By Luzi Ann Javier
Jan. 19 (Bloomberg) -- El Nino, which reduces rainfall in Asia, may curb sugar production in the Philippines, squeezing supply in Southeast Asia’s second-largest exporter if it lasts for five months, a government official said. Raw sugar rose.
“Our output may be lower and we might see tightness in supply” after April, said Aida Ignacio, deputy administrator at the Sugar Regulatory Administration, in a phone interview today. “How low it will go, we still don’t know.”
Lower output may make the Philippines an importer for a second year. Indonesia, Iraq, Egypt, Pakistan and Tanzania are seeking sugar to cool prices, straining global supplies forecast by Czarnikow Group Ltd. to fall short of demand by 13.5 million metric tons in the 2009-2010 season. El Nino can affect agricultural production across parts of Asia and curb rice production in Thailand, the world’s biggest exporter.
“An extended El Nino is bad news,” Coscolluela said in a cell phone text message today, referring to the period from February through June or July. Still, “so far, our new crop is actually looking good,” he said.
The Philippines may buy as much as 150,000 tons of sugar this year, Rafael Coscolluela, the regulatory administrator, said last week. That would be the first purchase for domestic use since 2002, according to Amarra.
Batangas and 20 other provinces experienced a dry spell in the past three months, according to the weather bureau. Batangas has the capacity to produce 160,000 tons a year, about 7 percent of the nation’s forecast output this year, Philippine Sugar Millers Association Executive Director Archie Amarra said today.
‘Significant Influence’
The El Nino weather phenomenon strengthened in December and is forecast to last through June, according to a Jan. 7 U.S. Climate Prediction Center report. “Regardless of its precise peak strength, El Nino is expected to exert significant influence on global weather and climate in the coming months,” it said.
Below-normal rainfall may stunt cane growth in its first four months of development, Amarra said in a phone interview from Negros Island in central Philippines.
Cane needs at least a year to grow in the Philippines and planting takes place all year round, Amarra said today. El Nino may increase the sugar content of mature cane, helping raise yields for crops planted four months before the phenomenon hit the country, he said.
Price Jumps
Raw sugar had its biggest annual gain since 1974 last year. The March-delivery contract jumped as much as 2.1 percent to 28.20 cents a pound on ICE Futures U.S. in New York at 4:56 p.m. Singapore time.
The Philippines may buy sugar as early as April, said Agriculture Secretary Arthur Yap on Jan. 13. Supplies of smuggled sugar have dried up as global prices surge, lifting the use of domestically made sweetener to 2.1 million tons this year from 1.87 million tons last year, Amarra said last week.
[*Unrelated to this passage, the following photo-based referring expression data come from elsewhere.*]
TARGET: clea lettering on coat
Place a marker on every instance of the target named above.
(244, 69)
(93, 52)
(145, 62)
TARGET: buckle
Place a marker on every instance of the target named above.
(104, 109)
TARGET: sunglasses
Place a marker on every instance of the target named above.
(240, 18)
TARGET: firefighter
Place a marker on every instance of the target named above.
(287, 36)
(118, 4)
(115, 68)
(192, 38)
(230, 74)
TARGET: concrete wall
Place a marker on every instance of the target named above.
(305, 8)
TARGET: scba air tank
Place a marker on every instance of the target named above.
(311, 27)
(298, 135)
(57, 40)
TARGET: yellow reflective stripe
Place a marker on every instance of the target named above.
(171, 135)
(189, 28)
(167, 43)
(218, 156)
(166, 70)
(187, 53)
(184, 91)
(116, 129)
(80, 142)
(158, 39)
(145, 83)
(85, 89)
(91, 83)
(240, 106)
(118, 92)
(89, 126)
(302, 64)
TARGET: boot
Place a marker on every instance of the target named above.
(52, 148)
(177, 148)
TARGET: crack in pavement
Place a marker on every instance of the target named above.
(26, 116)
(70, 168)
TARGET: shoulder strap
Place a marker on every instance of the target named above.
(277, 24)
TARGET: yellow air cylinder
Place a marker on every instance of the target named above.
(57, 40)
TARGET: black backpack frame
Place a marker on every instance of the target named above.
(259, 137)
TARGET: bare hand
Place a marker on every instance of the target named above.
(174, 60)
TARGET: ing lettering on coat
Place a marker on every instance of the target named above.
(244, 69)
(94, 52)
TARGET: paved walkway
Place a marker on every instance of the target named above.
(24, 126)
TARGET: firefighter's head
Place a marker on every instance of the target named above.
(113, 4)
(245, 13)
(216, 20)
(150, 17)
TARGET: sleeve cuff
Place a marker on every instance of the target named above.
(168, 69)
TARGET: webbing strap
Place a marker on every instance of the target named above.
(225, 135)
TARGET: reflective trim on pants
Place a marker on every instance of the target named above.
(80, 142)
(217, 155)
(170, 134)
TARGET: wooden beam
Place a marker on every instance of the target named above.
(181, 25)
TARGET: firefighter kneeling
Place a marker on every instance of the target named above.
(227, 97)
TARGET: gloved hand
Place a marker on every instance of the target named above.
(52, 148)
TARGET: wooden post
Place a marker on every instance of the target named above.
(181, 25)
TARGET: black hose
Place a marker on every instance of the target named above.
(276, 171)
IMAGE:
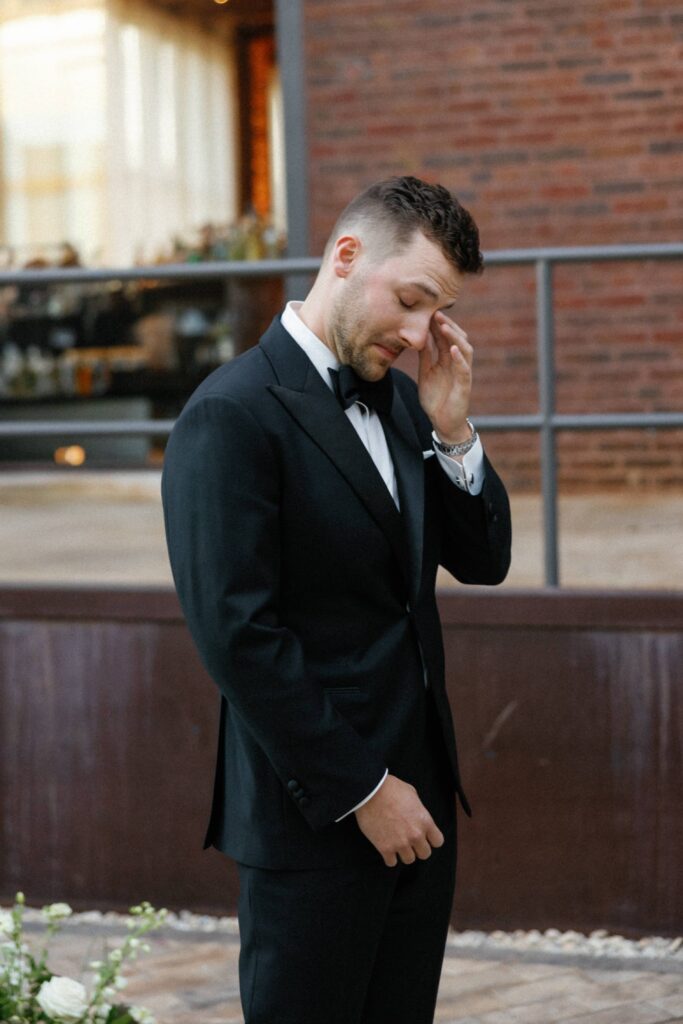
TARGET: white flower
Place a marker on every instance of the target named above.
(62, 998)
(140, 1015)
(57, 911)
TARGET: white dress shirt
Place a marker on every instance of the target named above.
(466, 473)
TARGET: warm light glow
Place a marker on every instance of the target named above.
(74, 455)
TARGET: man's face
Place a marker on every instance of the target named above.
(386, 307)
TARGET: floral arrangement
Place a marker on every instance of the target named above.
(30, 993)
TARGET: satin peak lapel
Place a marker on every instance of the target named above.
(311, 403)
(409, 465)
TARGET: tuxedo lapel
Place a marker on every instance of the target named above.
(409, 466)
(312, 404)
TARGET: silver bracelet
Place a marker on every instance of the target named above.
(461, 449)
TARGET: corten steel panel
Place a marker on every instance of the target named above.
(107, 744)
(568, 713)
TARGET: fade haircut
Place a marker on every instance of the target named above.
(394, 209)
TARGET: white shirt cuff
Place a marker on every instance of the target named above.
(369, 797)
(466, 472)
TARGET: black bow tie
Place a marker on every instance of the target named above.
(350, 388)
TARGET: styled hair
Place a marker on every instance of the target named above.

Output is forecast at 2.16 million tons, he said.
Exports may drop to 143,000 tons in the year that began Sept. 1, the lowest since 2002, after the government ordered a halt in shipments to markets outside the U.S., according to Amarra. The country ships sugar to the U.S. under its import quota system.
The country shipped 219,132 tons of raw sugar to the U.S. and other markets in the year ended Aug. 31, according to the government Web site. Domestic raw sugar prices jumped 10 percent to 1,658.33 pesos ($36) per 50-kilogram bag on Jan. 7 from a month earlier, according to the regulatory body’s Web site.